Extra AI Seminar: The Information Bottleneck Theory of Deep Learning: Towards Interpretable Deep Neural Networks

Speaker

Dr. Naftali Tishby is a professor of Computer Science, and the incumbent of the Ruth and Stan Flinkman Chair for Brain Research at the Edmond and Lily Safra Center for Brain Science (ELSC) at the Hebrew University of Jerusalem.

Abstract

In the past several years we have developed a comprehensive theory of large scale learning with Deep Neural Networks (DNN), when optimized with Stochastic Gradient Decent (SGD). The theory is built on three theoretical components: (1) rethinking the standard (PAC like) distribution independent worse case generalisation bounds - turning them to problem dependent typical (in the Information Theory sense) bounds that are independent of the model architecture. 

(2) The Information Plane theorem: For large scale typical learning the sample-complexity and accuracy trade-off is characterized by only two numbers: the mutual information that the representation (a layer in the network) maintain on the input patterns, and the mutual information each layer has on the desired output label. The Information Theoretic optimal trade-off between these encoder and decoder information values is given by the Information Bottleneck (IB) bound for the rule specific input-output distribution.  (3) The layers of the DNN reach this optimal bound via standard SGD training, in high (input & layers) dimension.
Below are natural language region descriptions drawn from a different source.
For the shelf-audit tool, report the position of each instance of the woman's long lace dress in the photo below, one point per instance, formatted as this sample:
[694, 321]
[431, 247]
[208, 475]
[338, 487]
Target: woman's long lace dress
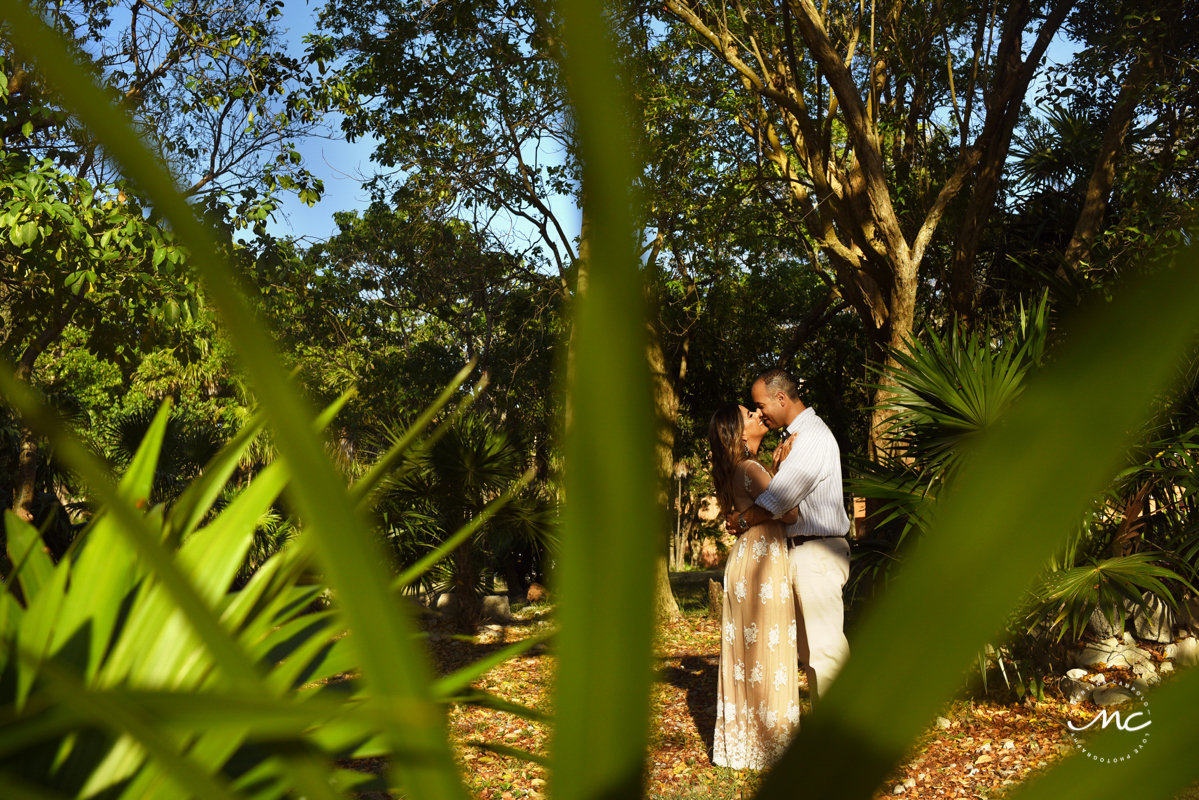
[758, 696]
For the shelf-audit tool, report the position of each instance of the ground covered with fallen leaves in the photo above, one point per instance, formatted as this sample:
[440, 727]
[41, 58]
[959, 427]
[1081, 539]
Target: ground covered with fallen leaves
[978, 747]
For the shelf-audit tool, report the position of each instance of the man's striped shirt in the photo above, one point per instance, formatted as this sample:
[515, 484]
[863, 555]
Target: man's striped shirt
[809, 477]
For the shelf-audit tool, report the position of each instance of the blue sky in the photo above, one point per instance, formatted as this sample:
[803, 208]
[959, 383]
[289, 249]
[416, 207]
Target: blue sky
[343, 166]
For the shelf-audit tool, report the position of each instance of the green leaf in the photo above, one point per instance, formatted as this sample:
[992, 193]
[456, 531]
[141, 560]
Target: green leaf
[31, 565]
[612, 523]
[1022, 493]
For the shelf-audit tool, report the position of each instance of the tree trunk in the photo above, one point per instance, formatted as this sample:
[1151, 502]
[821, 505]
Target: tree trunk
[468, 606]
[25, 488]
[1098, 190]
[666, 405]
[666, 607]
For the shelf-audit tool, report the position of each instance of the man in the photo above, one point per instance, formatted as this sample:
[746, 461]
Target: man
[809, 477]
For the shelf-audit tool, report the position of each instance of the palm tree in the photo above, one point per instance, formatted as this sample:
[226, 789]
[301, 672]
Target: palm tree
[949, 390]
[452, 482]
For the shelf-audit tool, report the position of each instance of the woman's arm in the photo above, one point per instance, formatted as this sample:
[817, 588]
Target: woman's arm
[757, 479]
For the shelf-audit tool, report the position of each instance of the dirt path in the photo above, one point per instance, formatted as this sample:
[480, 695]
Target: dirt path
[989, 745]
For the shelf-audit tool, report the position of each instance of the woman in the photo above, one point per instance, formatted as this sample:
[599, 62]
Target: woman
[758, 696]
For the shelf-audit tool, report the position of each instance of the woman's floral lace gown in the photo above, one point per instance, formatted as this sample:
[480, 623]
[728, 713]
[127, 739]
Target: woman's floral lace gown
[758, 696]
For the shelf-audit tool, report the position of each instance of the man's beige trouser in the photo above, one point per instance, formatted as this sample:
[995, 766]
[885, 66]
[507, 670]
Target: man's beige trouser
[819, 571]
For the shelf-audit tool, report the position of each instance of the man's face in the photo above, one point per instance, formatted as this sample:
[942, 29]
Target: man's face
[770, 405]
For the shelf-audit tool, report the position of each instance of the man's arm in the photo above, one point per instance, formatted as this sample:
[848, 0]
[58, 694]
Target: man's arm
[799, 474]
[757, 482]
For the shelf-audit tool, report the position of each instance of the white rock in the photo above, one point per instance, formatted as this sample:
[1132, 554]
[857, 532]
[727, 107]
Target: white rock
[1076, 691]
[1113, 655]
[1101, 626]
[1113, 696]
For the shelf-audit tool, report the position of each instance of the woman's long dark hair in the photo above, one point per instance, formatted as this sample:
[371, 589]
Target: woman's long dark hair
[724, 434]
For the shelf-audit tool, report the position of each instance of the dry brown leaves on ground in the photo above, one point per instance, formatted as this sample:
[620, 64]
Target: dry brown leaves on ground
[988, 747]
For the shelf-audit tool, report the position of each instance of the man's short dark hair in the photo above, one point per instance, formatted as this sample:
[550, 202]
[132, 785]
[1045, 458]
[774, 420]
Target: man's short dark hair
[779, 380]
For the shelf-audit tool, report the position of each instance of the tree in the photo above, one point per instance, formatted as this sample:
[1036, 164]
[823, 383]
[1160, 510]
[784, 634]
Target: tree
[73, 253]
[841, 103]
[209, 86]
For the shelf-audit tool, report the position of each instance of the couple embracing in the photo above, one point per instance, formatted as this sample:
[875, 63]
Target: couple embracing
[785, 572]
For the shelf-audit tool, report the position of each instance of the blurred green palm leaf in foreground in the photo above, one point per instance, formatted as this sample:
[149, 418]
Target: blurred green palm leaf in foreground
[198, 693]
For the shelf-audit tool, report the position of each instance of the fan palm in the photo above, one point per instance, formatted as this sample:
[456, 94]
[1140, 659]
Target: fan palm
[451, 483]
[946, 392]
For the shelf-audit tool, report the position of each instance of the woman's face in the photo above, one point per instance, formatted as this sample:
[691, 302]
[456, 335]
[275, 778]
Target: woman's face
[752, 427]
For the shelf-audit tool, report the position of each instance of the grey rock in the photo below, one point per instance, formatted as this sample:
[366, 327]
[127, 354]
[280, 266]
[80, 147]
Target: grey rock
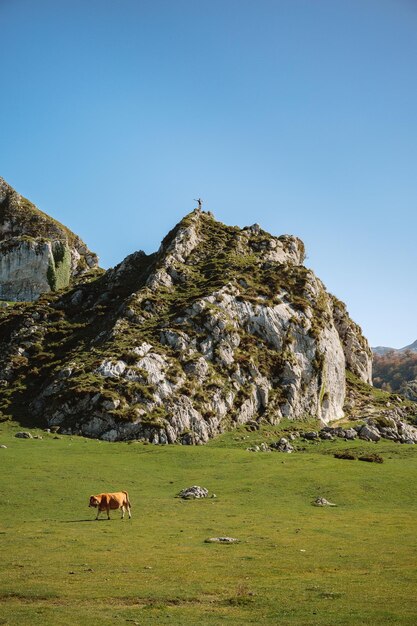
[369, 433]
[322, 502]
[190, 493]
[350, 433]
[221, 540]
[311, 435]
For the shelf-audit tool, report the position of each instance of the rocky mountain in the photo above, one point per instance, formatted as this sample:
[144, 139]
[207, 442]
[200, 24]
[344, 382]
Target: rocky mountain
[396, 371]
[37, 253]
[220, 327]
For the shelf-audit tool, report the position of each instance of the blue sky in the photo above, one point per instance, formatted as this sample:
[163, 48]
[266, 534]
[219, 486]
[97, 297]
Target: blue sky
[296, 114]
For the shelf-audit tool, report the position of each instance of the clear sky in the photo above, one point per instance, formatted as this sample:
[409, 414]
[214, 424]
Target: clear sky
[300, 115]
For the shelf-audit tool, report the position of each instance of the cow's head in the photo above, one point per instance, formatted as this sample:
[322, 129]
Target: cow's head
[94, 501]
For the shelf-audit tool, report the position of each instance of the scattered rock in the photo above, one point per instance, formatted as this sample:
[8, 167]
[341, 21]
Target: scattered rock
[350, 433]
[221, 540]
[322, 502]
[311, 435]
[345, 455]
[283, 445]
[369, 433]
[191, 493]
[371, 458]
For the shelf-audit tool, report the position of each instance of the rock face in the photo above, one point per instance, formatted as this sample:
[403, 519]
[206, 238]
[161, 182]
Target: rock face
[222, 326]
[37, 254]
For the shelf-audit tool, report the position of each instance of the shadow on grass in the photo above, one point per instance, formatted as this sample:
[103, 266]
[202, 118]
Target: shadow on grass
[78, 521]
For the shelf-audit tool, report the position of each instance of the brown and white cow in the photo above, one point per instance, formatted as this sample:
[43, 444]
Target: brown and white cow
[107, 501]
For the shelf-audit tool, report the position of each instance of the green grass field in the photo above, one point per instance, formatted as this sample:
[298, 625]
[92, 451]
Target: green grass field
[295, 564]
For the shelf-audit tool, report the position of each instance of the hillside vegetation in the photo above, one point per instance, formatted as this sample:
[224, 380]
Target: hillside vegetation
[221, 326]
[396, 371]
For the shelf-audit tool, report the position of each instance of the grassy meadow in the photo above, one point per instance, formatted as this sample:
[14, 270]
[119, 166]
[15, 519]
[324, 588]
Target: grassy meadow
[295, 563]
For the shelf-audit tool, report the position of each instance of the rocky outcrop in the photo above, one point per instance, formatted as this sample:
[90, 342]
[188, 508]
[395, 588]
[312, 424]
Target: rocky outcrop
[222, 326]
[37, 253]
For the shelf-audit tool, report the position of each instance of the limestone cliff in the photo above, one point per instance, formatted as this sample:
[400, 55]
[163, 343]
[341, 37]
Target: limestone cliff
[37, 253]
[221, 326]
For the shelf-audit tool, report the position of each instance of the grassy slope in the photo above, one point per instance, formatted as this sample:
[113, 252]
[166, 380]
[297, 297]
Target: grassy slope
[296, 564]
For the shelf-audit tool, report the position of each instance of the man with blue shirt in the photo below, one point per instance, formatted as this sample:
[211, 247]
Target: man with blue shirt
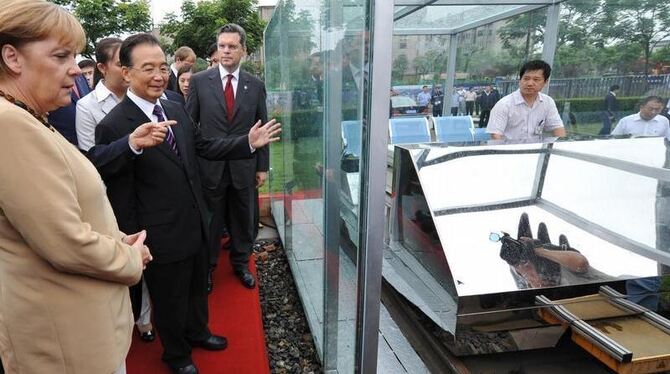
[527, 113]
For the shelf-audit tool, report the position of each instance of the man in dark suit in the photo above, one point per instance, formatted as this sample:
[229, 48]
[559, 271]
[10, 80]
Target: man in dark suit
[159, 190]
[63, 118]
[226, 101]
[610, 110]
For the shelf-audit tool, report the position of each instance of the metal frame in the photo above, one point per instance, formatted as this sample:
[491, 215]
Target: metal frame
[372, 203]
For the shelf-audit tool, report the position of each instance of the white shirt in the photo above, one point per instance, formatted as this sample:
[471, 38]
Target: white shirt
[91, 109]
[636, 125]
[513, 118]
[224, 78]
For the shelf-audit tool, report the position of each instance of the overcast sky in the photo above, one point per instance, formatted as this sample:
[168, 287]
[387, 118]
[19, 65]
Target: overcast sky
[159, 8]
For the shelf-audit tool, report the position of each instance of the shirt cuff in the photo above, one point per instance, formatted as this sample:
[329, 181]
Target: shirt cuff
[135, 151]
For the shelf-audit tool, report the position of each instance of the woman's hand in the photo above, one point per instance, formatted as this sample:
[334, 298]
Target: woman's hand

In this (2 hour) talk I will review these results and discuss two new outcomes of this theory: (1) The computational benefit of the hidden layers, (2) the emerging understanding of the features encoded by each layers which follows from the convergence to the IB bound.

Based on joint works with Noga Zaslavsky, Ravid Ziv, and Amichai Painsky.

Bio

Dr. Naftali Tishby is one of the leaders of machine learning research and computational neuroscience in Israel and his numerous ex-students serve at key academic and industrial research positions all over the world. Prof. Tishby was the founding chair of the new computer-engineering program, and a director of the Leibnitz research center in computer science, at the Hebrew university. Tishby received his PhD in theoretical physics from the Hebrew university in 1985 and was a research staff member at MIT and Bell Labs from 1985 to 1991. Prof. Tishby was also a visiting professor at Princeton NECI, University of Pennsylvania, UCSB, and IBM research.

His current research is at the interface between computer science, statistical physics, and computational neuroscience. He pioneered various applications of statistical physics and information theory in computational learning theory. More recently, he has been working on the foundations of biological information processing and deep learning and the connections between dynamics and information. He has introduced with his colleagues new theoretical frameworks for optimal adaptation and efficient information representation in biology, such as the Information Bottleneck method and the Minimum Information principle for neural coding. This year Prof. Tishby has received the prestigious IBT award in Mathematical Neuroscience.